The CCPA gives California residents the right to request information pertaining to the business’s personal information sale or disclosure practices during the 12 months prior to the request and to receive a response within 45 days. The response must include a description of both (1) the categories of data sold along with the categories of third parties receiving the data and (2) the categories of data disclosed for a business purpose along with the categories of third parties receiving the data. Given the broad definition of a sale of data noted above, businesses’ compliance with this obligation unique to the CCPA will require a review of contracts. In addition, the covered business that sells data must provide a simple, free means of opting out of the sale of personal data and must include on its website home page a link “Do Not Sell My Personal Information” that points to a page where the opt-out can be exercised. Clearly compliance with the CCPA will include a process to receive and manage these opt-outs. This disclosure and opt-out right are provided for differently under the GDPR, and so companies must decide whether to adopt the highest common denominator for all data or to deal with CCPA and GDPR data in different ways, which could create headaches in terms of data management practices.

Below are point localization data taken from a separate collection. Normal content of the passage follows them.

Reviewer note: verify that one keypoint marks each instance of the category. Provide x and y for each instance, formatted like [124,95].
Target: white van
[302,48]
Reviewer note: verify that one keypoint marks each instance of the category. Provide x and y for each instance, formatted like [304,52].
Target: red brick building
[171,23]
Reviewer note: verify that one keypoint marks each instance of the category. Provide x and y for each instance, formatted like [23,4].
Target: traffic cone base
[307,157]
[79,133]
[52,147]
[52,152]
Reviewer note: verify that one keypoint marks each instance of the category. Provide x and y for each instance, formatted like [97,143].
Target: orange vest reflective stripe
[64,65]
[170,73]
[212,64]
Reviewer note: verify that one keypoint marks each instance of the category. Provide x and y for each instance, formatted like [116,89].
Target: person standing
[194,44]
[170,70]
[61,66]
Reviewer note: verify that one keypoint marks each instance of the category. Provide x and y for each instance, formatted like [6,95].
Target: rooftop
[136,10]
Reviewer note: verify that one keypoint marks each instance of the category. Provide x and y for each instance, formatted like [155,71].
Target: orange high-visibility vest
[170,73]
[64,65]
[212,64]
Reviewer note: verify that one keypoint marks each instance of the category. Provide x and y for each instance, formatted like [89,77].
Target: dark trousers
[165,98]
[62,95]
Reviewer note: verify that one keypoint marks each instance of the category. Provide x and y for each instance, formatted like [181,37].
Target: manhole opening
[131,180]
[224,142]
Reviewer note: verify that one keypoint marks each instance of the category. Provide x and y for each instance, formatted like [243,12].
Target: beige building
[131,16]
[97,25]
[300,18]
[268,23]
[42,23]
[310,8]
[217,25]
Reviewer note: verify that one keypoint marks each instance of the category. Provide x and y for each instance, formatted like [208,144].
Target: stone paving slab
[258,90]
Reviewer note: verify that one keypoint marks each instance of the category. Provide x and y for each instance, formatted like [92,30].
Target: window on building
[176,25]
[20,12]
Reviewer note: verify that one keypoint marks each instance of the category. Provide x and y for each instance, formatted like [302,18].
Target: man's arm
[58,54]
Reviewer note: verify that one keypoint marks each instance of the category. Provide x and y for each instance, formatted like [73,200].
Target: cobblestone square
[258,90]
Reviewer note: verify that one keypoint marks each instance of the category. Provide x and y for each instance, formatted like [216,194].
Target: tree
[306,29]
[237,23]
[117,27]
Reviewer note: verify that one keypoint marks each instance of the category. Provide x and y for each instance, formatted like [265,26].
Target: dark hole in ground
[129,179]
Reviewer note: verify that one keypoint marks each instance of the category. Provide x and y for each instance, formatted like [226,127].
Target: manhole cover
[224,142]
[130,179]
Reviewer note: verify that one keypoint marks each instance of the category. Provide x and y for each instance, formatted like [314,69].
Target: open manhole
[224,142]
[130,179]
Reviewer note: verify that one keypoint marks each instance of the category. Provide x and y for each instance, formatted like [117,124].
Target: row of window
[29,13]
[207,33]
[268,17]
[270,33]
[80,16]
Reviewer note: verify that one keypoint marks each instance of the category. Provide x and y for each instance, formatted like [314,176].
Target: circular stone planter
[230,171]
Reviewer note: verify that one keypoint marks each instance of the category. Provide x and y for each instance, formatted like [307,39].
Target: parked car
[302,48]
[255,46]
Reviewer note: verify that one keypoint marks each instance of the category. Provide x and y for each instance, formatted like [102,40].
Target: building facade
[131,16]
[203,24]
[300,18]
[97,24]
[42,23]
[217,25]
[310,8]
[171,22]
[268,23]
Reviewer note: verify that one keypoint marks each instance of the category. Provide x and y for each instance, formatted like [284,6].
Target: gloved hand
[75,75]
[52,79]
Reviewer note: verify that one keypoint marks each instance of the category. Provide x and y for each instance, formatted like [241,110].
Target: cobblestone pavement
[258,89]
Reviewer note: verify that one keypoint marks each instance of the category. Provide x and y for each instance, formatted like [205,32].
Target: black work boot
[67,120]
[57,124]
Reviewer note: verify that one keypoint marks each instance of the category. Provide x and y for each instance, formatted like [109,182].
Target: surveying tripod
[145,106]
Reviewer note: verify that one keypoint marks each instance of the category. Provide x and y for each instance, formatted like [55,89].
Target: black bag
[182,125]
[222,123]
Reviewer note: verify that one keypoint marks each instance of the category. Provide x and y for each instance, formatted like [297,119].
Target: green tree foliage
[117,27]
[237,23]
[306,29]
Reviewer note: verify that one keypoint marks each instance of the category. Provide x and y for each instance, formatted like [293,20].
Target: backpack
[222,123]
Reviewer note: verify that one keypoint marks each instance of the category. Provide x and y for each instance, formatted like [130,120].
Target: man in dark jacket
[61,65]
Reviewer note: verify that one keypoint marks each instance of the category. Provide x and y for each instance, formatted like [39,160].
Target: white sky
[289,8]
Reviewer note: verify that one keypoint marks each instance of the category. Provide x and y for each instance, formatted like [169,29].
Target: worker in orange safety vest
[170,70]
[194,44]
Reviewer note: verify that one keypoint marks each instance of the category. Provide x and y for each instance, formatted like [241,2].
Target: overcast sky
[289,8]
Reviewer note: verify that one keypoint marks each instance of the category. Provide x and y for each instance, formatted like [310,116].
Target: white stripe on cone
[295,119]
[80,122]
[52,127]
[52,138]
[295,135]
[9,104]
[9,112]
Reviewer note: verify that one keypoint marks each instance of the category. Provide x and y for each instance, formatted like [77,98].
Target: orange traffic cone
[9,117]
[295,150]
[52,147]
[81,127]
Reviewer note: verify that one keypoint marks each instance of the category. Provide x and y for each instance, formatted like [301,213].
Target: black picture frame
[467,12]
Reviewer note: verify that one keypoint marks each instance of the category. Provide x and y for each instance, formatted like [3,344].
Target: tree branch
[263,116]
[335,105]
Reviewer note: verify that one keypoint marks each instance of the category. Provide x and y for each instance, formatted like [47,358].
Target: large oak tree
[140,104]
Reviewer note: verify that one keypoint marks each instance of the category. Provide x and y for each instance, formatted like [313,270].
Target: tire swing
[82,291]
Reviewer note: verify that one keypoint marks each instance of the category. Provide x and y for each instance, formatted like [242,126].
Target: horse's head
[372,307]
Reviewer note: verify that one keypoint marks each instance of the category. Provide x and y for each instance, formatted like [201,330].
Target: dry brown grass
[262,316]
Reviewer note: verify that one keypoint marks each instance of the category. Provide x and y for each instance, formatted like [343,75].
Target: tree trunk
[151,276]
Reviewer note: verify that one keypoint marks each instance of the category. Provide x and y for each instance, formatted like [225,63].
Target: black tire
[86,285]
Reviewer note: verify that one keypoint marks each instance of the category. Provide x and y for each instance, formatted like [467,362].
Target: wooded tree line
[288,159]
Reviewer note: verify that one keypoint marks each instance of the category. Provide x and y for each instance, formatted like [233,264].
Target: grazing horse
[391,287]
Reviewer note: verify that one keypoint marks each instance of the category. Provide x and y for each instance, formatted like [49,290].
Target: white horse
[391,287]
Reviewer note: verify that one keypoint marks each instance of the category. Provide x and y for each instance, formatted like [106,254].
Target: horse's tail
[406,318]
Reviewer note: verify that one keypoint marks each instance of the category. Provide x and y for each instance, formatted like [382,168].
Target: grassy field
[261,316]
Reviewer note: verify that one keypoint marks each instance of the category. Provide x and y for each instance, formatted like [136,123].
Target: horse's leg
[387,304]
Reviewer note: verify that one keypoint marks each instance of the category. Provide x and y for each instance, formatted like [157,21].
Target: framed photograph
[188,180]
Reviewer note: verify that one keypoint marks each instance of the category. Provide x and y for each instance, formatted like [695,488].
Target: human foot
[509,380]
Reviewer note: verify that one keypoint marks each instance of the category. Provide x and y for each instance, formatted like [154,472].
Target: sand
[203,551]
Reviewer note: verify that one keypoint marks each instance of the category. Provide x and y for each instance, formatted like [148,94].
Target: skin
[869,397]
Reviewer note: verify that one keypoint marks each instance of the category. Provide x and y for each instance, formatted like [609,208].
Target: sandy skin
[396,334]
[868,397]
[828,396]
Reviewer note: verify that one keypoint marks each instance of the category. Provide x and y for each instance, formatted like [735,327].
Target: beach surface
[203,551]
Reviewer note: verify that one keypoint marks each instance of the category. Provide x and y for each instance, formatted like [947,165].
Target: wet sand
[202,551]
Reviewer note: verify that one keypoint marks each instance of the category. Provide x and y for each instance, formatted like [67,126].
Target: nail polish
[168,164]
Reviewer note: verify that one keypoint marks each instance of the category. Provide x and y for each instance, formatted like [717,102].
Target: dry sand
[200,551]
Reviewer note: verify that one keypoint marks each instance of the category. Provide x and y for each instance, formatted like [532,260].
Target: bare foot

Nondiscrimination and Enforcement.
The CCPA protects individuals who exercise their rights under the statute by prohibiting a business from discriminating against such individuals. This means that the business cannot deny goods or services, offer different prices or discounts for goods or services, or provide a different level or quality of goods or services. Such an explicit protection is not offered under the GDPR, and so a CCPA-covered business will, therefore, need to address this divergence via its policies and procedures to protect against discrimination as part of its compliance process.
Both the CCPA and the GDPR are enforced by the primary regulator—the local Data Protection Authority for the GDPR and the California Attorney General for the CCPA. Individuals have a private right of action under the CCPA to enforce violations relating to a data security breach, and the GDPR also provides for civil class actions. The Attorney General must provide 30 days’ prior notice of noncompliance before bringing an action and may recover fines of $2,500 per violation ($7,500 for willful violations). Individuals may recover penalties of $100 to $750 per violation. Maximum penalties for violation of the GDPR are €20 Million or 4% of global revenue (whichever is greater).
1. CCPA’s requirements do not apply to “medical information” subject to the California Confidentiality of Medical Information Act (CMIA) or to “protected health information” collected by covered entities and business associates under the HIPAA Privacy, Security and Breach Notification Rules. Moreover, providers of health care subject to CMIA and covered entities subject to HIPAA are not covered businesses under CCPA if they maintain all patient information in the same manner they maintain “medical information” or “protected health information” subject to CMIA and HIPAA, respectively. CCPA also exempts information collected, processed, sold or disclosed pursuant to the federal Gramm-Leach-Bliley Act or the California Financial Information Privacy Act as well as other exemptions. In contrast, the GDPR has no such carve out for health-related data.